I see consciousness as a much more critical issue than the concern concerning exactly why the field constants contain the values they do, and I would definitely trade a hundred field collapses in order to get an explanation of precisely why people see colors. Among those physicists who are inclined to consider the challenge, several think that consciousness arises from the complexness of human brain— that our brains is nothing more than a remarkably complex computer or even robot could do. (A physicist has been defined as “the atom’s way of thinking about atoms.”) This is referred to as the Artificial Intelligence (AI) explanation. Nonetheless presently there are a few physicists who are convinced that the marvel of consciousness transcends our current knowledge: “”Of all the areas of experience that we try to link to the principles of physics by arrows of explanation, it is consciousness that presents us with the greatest difficulty. We know about our own personal conscious emotions directly, without needing the intervention of the senses, so precisely how will consciousness ever be brought into the ambit of physics and chemistry? The physicist Brian Pippard … has put it thus: “What is surely impossible is that a theoretical physicist, given unlimited computing power, should deduce from the laws of physics that a certain complex structure is aware of its own existence.” I have to confess that I find this issue terribly difficult.”“— S. Weinberg.

To me it is perfectly obvious that consciousness consists of more than electric or electro-chemical signals, as in a computer or robot. If I took the most skilled carpenters in the world, gave them an unlimited supply of wood and said, “Take this wood and make a television set, but don’t use anything except wood”, I know they couldn’t do it. We can’t even define these sensations, much less know how to create them from computer parts.
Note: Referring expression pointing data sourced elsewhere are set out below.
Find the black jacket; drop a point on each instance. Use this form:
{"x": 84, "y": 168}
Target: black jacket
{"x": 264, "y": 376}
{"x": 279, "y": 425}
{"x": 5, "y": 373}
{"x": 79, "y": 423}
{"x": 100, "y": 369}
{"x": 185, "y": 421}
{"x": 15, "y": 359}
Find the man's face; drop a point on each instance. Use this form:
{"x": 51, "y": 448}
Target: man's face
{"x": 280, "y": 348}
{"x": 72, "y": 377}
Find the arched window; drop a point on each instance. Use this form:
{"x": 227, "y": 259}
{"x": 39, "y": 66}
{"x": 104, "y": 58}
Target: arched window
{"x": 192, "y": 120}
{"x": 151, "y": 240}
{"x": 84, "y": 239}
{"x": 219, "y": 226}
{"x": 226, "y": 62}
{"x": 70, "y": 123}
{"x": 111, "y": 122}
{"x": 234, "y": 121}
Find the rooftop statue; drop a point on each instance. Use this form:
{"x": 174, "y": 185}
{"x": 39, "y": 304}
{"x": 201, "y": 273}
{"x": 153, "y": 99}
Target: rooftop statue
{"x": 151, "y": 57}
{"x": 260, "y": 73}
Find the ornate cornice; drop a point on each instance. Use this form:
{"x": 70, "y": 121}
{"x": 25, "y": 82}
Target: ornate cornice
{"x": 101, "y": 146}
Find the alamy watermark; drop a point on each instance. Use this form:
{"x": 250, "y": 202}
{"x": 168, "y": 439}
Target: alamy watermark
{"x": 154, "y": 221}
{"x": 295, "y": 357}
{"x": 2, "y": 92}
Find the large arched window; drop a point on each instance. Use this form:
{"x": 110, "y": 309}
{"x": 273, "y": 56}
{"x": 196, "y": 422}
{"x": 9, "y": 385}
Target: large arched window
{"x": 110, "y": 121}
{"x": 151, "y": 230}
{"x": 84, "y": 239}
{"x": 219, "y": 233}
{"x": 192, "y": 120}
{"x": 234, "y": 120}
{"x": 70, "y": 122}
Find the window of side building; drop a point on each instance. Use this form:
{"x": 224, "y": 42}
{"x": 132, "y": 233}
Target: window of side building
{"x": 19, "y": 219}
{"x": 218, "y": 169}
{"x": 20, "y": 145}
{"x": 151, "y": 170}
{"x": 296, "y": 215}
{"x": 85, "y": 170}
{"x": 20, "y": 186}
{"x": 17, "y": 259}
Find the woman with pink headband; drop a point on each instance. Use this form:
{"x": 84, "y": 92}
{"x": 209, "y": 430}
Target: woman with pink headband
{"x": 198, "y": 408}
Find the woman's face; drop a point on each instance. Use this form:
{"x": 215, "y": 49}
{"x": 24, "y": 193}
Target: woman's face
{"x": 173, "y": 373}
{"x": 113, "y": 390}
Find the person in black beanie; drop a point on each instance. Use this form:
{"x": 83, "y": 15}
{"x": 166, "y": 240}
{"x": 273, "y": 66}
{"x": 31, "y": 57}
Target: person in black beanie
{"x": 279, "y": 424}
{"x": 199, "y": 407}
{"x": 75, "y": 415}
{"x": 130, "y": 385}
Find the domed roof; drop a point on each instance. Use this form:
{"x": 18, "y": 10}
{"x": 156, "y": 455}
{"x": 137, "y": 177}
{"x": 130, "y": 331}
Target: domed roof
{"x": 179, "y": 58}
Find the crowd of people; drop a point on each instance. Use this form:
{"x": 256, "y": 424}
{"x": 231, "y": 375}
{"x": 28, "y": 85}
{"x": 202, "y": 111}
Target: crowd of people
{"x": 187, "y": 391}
Some scientists justify their belief in the AI explanation by asking “What else? Why is this so difficult to believe in regard to consciousness?

Will we ever find an explanation?

Too many rigors, not enough prose,
too much Einstein, not enough Bose.

Well, I spent half the day working through the first fifteen or so pages of Professor Hugh Osborn’s lecture notes in Advanced Quantum Field Theory. So of course that means it actually turned into an afternoon spent reviewing reviewing the basic formalism of Quantum Mechanics. Making good use of a long walk to work this fall, I managed to get about halfway through the Dover edition of Albert Messiah’s classic Quantum Mechanics textbook, so I’m feeling alright about these lecture notes so far. I’m a little worried though, because I got lost very quickly when Messiah jumped into spin and the Pauli exclusion principle. Spinors and tensor spaces might just be difficult, but it’s a very formal presentation that doesn’t offer much help to the uninitiated! I might put these lecture notes on hold long enough to do some homework and get up to speed on spin.